In order to obtain better bulletproof effects, lightweight and strong bulletproof materials have always been the target of human exploration. OTV, which appeared after PASGT, became the first U.S. military's first official bulletproof vest with real ballistic performance. The reason for this ability is the emergence of SAPI-Small Arms Protective Insert. OTV uses hard silicon carbide ceramic plates to obtain higher protection capabilities based on the limited protection of soft Kevlar materials.
According to military requirements, a standard-sized SAPI must be able to effectively withstand the impact of a 7.62mm caliber M80 projectile flying at a speed of 841 meters per second, and each SAPI must be able to withstand three such impacts to be qualified. This also means that the OTV vest equipped with SAPI can resist the attack of 7.62×39mm projectiles fired by the AK47 rifle, which is definitely a qualitative improvement for individual protection!
In the following years, the threats faced by the U.S. ground forces did not diminish, so the U.S. Army put forward the concept of the next generation of shields, XSAPI. The Army required this new generation of hard shields to be more flexible, convenient and systematic.
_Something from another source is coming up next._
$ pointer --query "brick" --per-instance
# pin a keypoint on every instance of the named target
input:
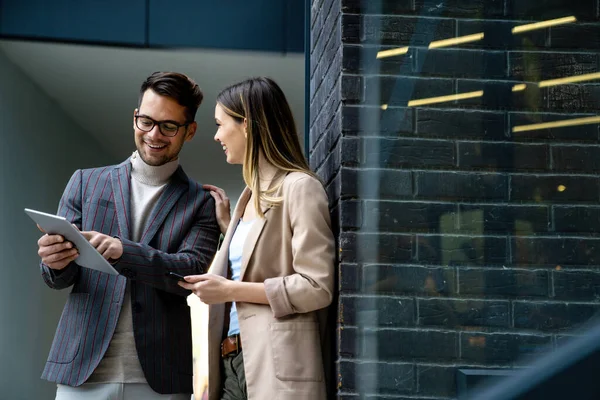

The protection area is larger, and the weight cannot be increased. Because of the end of the war on terrorism, XSAPI did not formally appear in the US military's sequence, but the design of XSAPI has not stalled. Once the US military faces new threats again, this next-generation light weapons shield will be quickly distributed and put into use.
Initially, the performance of the SAPI board used in the bulletproof vest represented by OTV did not get the rating of NIJ, the National Institute of Justice, because it was designed at the request of the military and tested in accordance with the military's standards. The standard formulated by the party is not equivalent to the NIJ test standard, but after SAPI has achieved a series of successes on the battlefield, the civilian and law enforcement markets also favor it, so NIJ also conducted a series of standard assessments.
In other words, SAPI does not guarantee that the user will be unharmed, only that the user will not be fatally injured. In many instances, SAPI escaped a catastrophe, but because of the powerful force of the projectile, the non-lethal second Secondary injuries are very common. In order to reduce this kind of injury, the US military generally requires that bulletproof vests must be soft and hard, that is, use hard SAPI boards in addition to the soft protective layer, which can effectively reduce the occurrence of secondary injuries. .
Very often we see that many special forces soldiers use bulletproof vests that look very small. The size of this vest is basically the size of a SAPI board. These special forces soldiers are often inconvenient in logistical support when performing missions behind enemy lines. If they carry a lot of weight, they will definitely affect their operations, but if there is no protection, they will encounter the enemy. It is very likely that they will not be able to protect themselves (the four SEAL soldiers in the "Red Wings" in 2005 did not use protective gear), so this kind of small and properly protective gear is welcomed by them.